[Dovecot] Maildir over NFS

Mon Aug 9 14:54:18 EEST 2010

Maxwell Reid put forth on 8/8/2010 2:43 PM:
> Hi Stan,

Hay Maxwell,

> If you expand your definition of NFS server to include high end systems
> (NetApp being a common example), the placement of the NFS server isn't
> necessarily limited to user space.  Some vendors like BlueArc, use FPGAs to
> handle the protocols.   ORT in many cases is less than 1 msec on some of
> these boxes.

That is a valid point.  I don't know if DataOnTap runs NFS/CIFS code in kernel
or user space, or if NetApp offloads the code of these protocols to an FPGA.
Given the gate count on Xylinx' latest Vertex FPGAs, I'm not so sure code as
complex as NFS could fit on the die.  Obviously, if it would make performance
and cost sense to do so, they could split the subroutines across multiple FPGA
chips.

One thing is for certain, and that is that the driver code for a low level
protocol such as Fiber Channel, or even iSCSI, is at least a factor of 10 or
more smaller than the NFS code.  I've not actually counted the lines of code
of either code set, but am making a well educated guess.

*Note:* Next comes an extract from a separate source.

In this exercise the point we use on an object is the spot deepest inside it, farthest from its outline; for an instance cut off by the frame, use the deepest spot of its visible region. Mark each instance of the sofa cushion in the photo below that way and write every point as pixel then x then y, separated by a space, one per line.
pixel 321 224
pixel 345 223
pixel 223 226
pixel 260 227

The code stack size for a clustered filesystem such as GFS2, which is a
requirement in the second cluster architecture of this discussion, is probably
slightly larger than the XFS code stack which, again, is going to be much
smaller than NFS, and it runs in kernel space by default as it is a filesystem
driver.  If you add up the most used critical path machine instructions of the
NFS + TCP-UDP/IP stack and filesystem on the host (say NetApp) and do the same
for GFS2 + Fiber Channel, the latter is going to be a much much shorter and
faster execution path, period.

The 2nd of thse architectures has one less layer in the stack than the first,
which is fat NFS.  The transport layer protocol of the 2nd architecture has
less than 1/10th the complexity of the first.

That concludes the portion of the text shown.